Friedensnobelpreis: Die Macht der Machtlosen

Der Friedensnobelpreis macht dem Empfänger in einer Weise Mut, die ähnlich nur der Literaturnobelpreis bewirken kann. Doch die Geehrten sind Machtlose. Der Preis kann ihnen nicht die Freiheit bringen.
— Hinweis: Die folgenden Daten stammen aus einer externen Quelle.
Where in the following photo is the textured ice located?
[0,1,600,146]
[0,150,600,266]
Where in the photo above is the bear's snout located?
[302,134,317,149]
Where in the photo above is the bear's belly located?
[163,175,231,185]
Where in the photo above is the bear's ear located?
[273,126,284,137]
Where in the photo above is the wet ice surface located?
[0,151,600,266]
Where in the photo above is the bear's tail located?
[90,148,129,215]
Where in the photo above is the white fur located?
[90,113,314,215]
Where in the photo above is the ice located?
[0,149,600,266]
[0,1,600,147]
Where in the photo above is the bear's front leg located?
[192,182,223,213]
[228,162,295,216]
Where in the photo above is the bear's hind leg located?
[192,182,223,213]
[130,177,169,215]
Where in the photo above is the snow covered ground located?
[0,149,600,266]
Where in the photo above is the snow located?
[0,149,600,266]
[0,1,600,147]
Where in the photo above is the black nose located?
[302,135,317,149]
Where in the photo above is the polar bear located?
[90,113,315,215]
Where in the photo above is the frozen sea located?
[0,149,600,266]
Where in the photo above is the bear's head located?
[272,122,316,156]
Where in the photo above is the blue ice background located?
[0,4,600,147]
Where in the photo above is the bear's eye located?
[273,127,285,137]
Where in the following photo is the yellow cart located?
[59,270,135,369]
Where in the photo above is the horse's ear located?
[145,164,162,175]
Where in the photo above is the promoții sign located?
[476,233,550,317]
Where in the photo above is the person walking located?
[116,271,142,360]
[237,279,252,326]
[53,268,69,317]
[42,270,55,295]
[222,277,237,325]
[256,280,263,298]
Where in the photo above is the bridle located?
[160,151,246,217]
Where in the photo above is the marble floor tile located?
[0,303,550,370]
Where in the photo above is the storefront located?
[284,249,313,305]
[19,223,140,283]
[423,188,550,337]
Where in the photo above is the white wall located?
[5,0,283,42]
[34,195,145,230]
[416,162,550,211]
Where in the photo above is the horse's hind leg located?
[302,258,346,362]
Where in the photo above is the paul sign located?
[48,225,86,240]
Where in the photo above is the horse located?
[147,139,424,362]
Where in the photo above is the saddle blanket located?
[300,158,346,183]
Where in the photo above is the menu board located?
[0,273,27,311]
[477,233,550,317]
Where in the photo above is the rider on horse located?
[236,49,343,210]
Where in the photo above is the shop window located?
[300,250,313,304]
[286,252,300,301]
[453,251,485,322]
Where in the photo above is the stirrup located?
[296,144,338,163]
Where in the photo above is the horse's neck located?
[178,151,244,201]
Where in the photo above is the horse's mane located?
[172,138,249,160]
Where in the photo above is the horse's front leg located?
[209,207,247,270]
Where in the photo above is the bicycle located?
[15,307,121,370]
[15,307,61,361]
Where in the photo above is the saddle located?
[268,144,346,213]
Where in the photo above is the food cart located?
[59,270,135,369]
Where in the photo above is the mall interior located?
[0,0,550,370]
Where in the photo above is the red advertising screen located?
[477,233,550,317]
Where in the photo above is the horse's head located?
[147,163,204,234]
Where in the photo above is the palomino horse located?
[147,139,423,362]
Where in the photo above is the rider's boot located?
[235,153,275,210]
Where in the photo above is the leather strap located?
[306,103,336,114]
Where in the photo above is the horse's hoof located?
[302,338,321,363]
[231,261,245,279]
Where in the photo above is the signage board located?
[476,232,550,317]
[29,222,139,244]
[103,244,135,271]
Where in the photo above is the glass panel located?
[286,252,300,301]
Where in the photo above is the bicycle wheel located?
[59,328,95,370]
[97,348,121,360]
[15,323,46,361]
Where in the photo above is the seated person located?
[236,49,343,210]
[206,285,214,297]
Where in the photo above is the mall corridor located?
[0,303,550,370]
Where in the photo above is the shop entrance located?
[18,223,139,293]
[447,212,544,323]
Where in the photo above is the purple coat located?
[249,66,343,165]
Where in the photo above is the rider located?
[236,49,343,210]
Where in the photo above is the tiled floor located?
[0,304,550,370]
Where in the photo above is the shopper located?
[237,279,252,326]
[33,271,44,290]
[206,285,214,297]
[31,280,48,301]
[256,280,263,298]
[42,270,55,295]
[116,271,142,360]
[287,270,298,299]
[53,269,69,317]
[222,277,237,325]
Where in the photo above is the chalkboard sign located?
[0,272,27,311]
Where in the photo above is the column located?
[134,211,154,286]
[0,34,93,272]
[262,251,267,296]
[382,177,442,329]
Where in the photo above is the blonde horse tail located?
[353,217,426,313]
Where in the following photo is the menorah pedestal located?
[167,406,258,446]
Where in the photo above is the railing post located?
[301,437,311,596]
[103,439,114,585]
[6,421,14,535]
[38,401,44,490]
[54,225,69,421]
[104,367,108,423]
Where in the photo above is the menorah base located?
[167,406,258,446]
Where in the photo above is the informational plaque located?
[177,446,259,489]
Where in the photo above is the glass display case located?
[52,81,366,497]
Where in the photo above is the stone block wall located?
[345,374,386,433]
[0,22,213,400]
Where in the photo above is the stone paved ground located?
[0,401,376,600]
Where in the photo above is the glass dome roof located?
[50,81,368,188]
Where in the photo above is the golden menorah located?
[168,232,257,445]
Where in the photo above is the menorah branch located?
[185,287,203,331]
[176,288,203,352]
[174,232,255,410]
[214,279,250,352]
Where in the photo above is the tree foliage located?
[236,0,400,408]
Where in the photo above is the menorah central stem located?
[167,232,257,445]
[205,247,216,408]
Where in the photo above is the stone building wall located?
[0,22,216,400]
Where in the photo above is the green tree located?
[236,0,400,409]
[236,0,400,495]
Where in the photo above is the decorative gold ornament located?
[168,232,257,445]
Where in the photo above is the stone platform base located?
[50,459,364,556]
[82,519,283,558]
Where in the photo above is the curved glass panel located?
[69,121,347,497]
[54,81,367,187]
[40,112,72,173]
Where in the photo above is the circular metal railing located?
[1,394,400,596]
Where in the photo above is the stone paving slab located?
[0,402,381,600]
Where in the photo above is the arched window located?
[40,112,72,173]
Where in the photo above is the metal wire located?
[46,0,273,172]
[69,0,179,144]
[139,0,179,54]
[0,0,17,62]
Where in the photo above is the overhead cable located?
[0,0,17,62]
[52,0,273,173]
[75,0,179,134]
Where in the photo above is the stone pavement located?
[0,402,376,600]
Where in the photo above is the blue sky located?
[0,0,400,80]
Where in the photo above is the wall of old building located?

Es stimmt wohl – China ist für den Westen ein Land voller Rätsel. Unfassbar groß, von beeindruckender Wirtschaftsdynamik, voller Geringschätzung gegenüber unseren Vorstellungen von Menschenrechten und Rechtsstaatlichkeit. Ja, wir verstehen China wohl nicht. Aber China versteht auch uns, versteht den Westen nicht. Anders ist es nicht zu erklären, dass die Regierung in Peking möglicherweise tatsächlich geglaubt hat, sie könne durch die Drohung mit verschlechterten diplomatischen Beziehungen zu Norwegen verhindern, dass das Nobelkomitee in Oslo den Bürgerrechtler Liu Xiaobo mit dem Friedensnobelpreis auszeichnet. Das Gegenteil geschah. Der Sekretär des Nobelkomitees machte die Warnungen aus China öffentlich und setzte damit ein Zeichen: Wir lassen uns nicht erpressen.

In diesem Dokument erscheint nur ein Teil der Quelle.